RIGENERAZIONE DEL SALENTO: UN’EMERGENZA NON PIÚ PROCRASTINABILE
UNA RIFLESSIONE SULLA NECESSARIA RIGENERAZIONE
AMBIENTALE E RURALE DEL TERRITORIO
Lo spettacolo raccapricciante di migliaia di ulivi dati alle fiamme – fenomeno le cui responsabilità e i cui moventi dovrebbero essere indagati con urgenza – è la certificazione di una deriva che non riguarda soltanto la situazione botanica, ma l’intera condizione del territorio salentino. Le infruttuose diatribe sulle cause del disseccamento degli ulivi hanno fatto ombra a questioni di fondo che sono rimaste irrisolte, se non ignorate: questioni che riguardano certamente l’assetto dell’economia agricola, ma più in generale la qualità del tessuto economico e istituzionale del Salento.

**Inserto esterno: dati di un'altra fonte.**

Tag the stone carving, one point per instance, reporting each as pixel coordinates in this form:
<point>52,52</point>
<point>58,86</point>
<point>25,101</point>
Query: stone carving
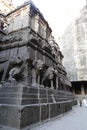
<point>7,65</point>
<point>37,70</point>
<point>16,73</point>
<point>49,75</point>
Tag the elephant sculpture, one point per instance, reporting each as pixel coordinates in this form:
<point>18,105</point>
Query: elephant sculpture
<point>49,77</point>
<point>7,65</point>
<point>16,73</point>
<point>37,70</point>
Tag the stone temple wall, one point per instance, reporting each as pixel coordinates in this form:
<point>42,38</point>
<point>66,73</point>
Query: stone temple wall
<point>33,82</point>
<point>74,48</point>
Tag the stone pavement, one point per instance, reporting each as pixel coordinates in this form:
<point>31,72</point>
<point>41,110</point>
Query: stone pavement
<point>73,120</point>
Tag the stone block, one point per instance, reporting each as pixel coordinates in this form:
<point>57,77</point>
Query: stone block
<point>29,115</point>
<point>44,112</point>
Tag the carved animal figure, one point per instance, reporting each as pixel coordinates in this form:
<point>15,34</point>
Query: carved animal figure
<point>36,71</point>
<point>16,72</point>
<point>7,65</point>
<point>49,76</point>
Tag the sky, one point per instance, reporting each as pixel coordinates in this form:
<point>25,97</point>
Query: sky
<point>58,13</point>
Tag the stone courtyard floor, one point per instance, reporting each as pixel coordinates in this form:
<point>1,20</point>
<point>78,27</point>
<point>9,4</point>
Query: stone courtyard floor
<point>73,120</point>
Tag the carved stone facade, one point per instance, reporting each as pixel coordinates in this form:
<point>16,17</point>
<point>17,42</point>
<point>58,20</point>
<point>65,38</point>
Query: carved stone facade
<point>31,70</point>
<point>74,48</point>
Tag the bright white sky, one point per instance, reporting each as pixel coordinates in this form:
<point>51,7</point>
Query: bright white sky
<point>58,13</point>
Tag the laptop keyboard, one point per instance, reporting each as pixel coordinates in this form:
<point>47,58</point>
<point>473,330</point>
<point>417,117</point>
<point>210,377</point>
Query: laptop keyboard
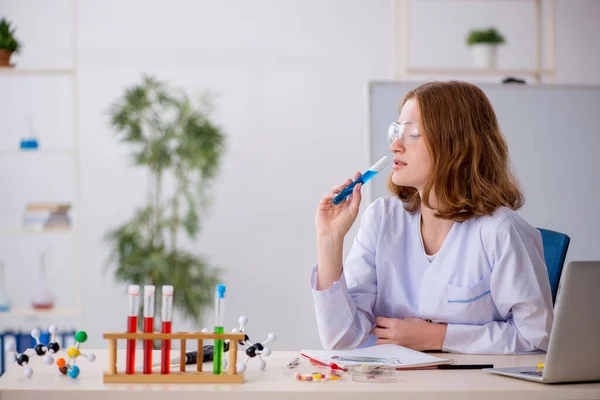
<point>532,373</point>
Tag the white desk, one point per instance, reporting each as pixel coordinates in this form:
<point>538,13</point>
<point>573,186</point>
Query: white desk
<point>271,383</point>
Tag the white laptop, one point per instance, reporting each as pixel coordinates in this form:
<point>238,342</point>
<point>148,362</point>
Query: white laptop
<point>574,349</point>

Alla base della devastazione paesaggistica ci sono tre condizioni di fondo: un assetto quasi-monocolturale (al censimento dell’agricoltura del 2010, le aziende agricole dedite all’olivicoltura nella provincia di Lecce erano il 92,6% del totale e gli uliveti occupavano oltre il 60% della superficie agricola utilizzata); la diffusione di pratiche agricole che fanno uso indiscriminato, e non di rado incompetente, di preparati chimici che impattano negativamente sulla qualità del suolo e sulla biodiversità; la progressiva disattivazione delle terre, legata anche all’estrema frammentazione della proprietà dei fondi e alla disaffezione delle generazioni giovani rispetto al tradizionale rapporto con la campagna. In breve, il Salento ha un problema di ordine “strutturale”, che i soli interventi fitosanitari – se pure fossero efficaci – non potrebbero risolvere.

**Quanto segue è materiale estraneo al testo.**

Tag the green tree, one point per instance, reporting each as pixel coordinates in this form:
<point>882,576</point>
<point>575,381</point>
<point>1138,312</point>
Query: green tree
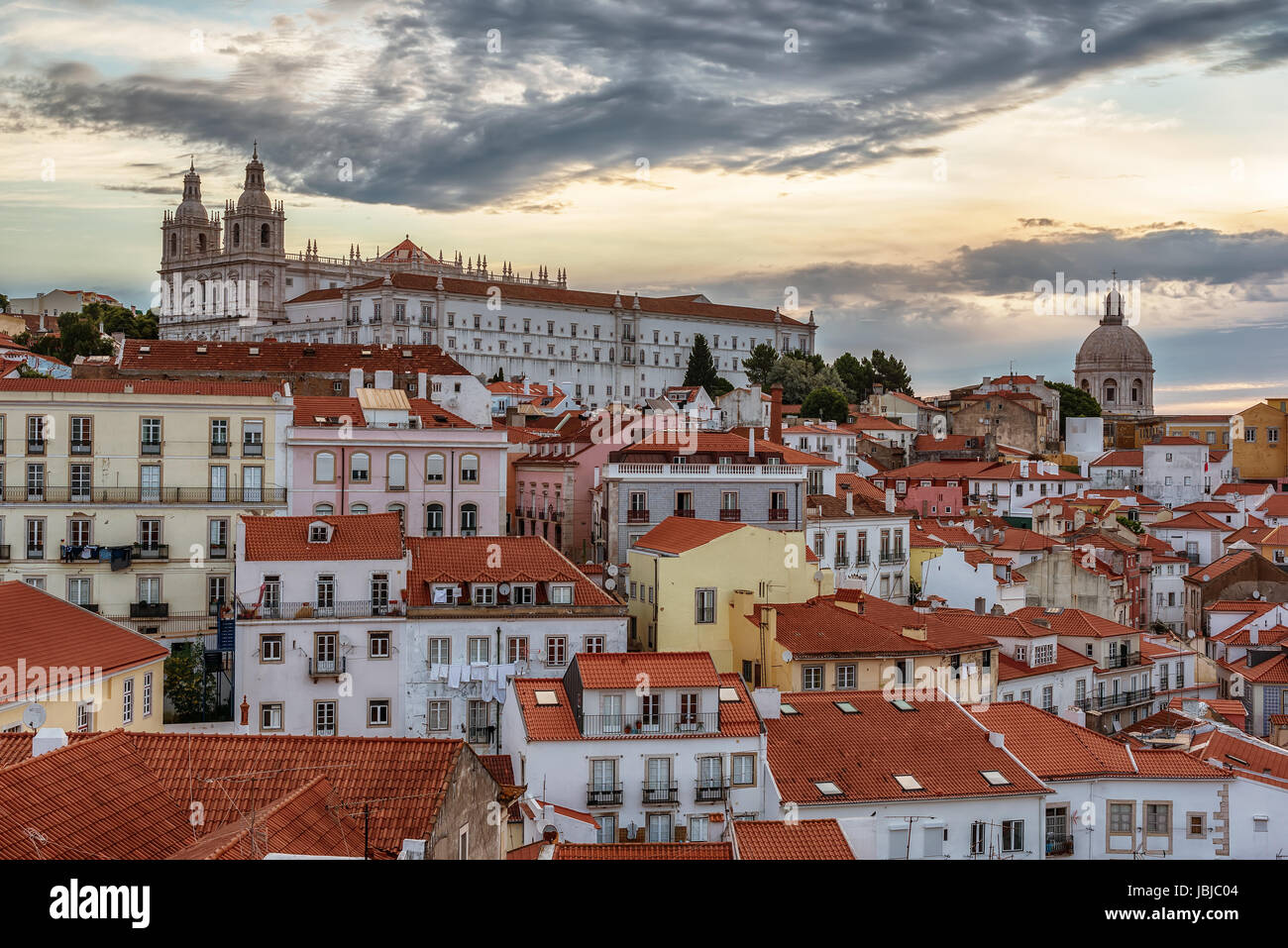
<point>799,376</point>
<point>825,403</point>
<point>702,368</point>
<point>1074,403</point>
<point>759,363</point>
<point>185,683</point>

Per evitare scenari distopici, bisogna porre all’ordine del giorno una questione duplice. In primo luogo, è urgente ricostituire nel più breve tempo possibile un patrimonio botanico in grado di rimediare al deficit di ossigeno e al processo di desertificazione, ponendo anche le basi di un rinnovamento paesaggistico. A questo scopo, possono essere attivate iniziative di “riforestazione”, per restituire al Salento – come afferma l’associazione Manu Manu Riforesta – «la sua eredità verde», insieme all’ombra e all’ossigeno di cui non possiamo fare a meno. È un intervento complesso, che richiede risorse e competenze specifiche. In secondo luogo, bisogna attivare un ampio processo di rigenerazione del territorio, ovvero ricostruire condizioni di abitabilità che negli ultimi decenni sono state smarrite, vuoi per l’impatto delle crisi economiche, vuoi per inerzia istituzionale. Un capitale inestimabile di insediamenti e di artefatti, dentro e fuori dai centri abitati, ha bisogno di essere rinnovato, ripensato, rifunzionalizzato. Non esiste un rimedio di per sé in grado di invertire la rotta. Bisogna invece mettere in atto interventi coordinati, che richiedono grande capacità politica e amministrativa e una spiccata propensione al coinvolgimento delle comunità e degli attori sociali.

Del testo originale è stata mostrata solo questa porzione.